Pete called the day after we got home to tell me about the vehicle rescue. He too had noticed the frayed fabric under the hood at Kite Lake. When he inspected the spark plug wires hidden in a remote area behind the engine, he discovered that one of them had been chewed in half—most likely by a marmot, a furry denizen of the alpine zone with an affection for rubber and nylon products. The marmot had apparently crawled into the engine compartment while we were on the trail and sampled this delicacy. One tiny wire was still intact when I had started down the hill, but the bumpy road must have been enough to pull it completely apart—hence when it broke after fifty yards of driving. The marmots had sampled the fireproof fabric under the hood, too! 

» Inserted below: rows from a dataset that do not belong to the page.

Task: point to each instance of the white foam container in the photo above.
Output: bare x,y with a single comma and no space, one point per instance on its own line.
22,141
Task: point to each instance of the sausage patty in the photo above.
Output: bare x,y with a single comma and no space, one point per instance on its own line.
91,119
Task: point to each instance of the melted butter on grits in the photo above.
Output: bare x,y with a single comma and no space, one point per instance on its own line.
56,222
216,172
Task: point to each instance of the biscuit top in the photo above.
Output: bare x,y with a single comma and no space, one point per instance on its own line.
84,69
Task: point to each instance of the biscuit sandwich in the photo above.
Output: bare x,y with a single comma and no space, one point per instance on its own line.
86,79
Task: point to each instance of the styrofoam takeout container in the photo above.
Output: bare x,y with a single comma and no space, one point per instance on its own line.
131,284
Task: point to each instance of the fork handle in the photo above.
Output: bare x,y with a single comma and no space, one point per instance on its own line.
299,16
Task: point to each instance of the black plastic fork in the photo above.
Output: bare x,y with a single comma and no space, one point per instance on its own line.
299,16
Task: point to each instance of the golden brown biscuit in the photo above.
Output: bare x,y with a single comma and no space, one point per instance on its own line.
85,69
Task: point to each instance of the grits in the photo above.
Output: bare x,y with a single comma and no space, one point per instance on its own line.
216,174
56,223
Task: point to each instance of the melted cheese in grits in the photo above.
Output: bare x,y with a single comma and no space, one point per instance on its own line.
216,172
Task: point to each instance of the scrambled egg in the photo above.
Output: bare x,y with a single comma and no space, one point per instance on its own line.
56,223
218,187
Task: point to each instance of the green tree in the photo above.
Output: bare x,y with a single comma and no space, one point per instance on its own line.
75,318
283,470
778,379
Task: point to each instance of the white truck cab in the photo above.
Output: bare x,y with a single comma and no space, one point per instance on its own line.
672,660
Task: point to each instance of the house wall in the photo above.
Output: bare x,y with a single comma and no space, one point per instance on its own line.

Pete and his helper twisted the broken wires together, which was enough to power the Suburban on its own down to Lake City—so it never had to be towed after all. Pete ordered new spark plug wires from Denver, and within a week Dennis had delivered the Suburban back to me at my home. The repair bill wasn’t much, but how about the rescue bill and Dennis’ twenty-four hours of shuttling? The whole affair cost me no time (a minor miracle considering the original predicament) but $2,000 to solve my problem. Would you believe that the “comprehensive” section of my auto insurance policy covered most of this? 

In the end, I was very little worse for wear—not bad when it comes to being stranded in the middle of nowhere. But the photos I made and the encounter with the goat were things I would never forget. They were just a few of my best memories from a life spent in the out-of-doors.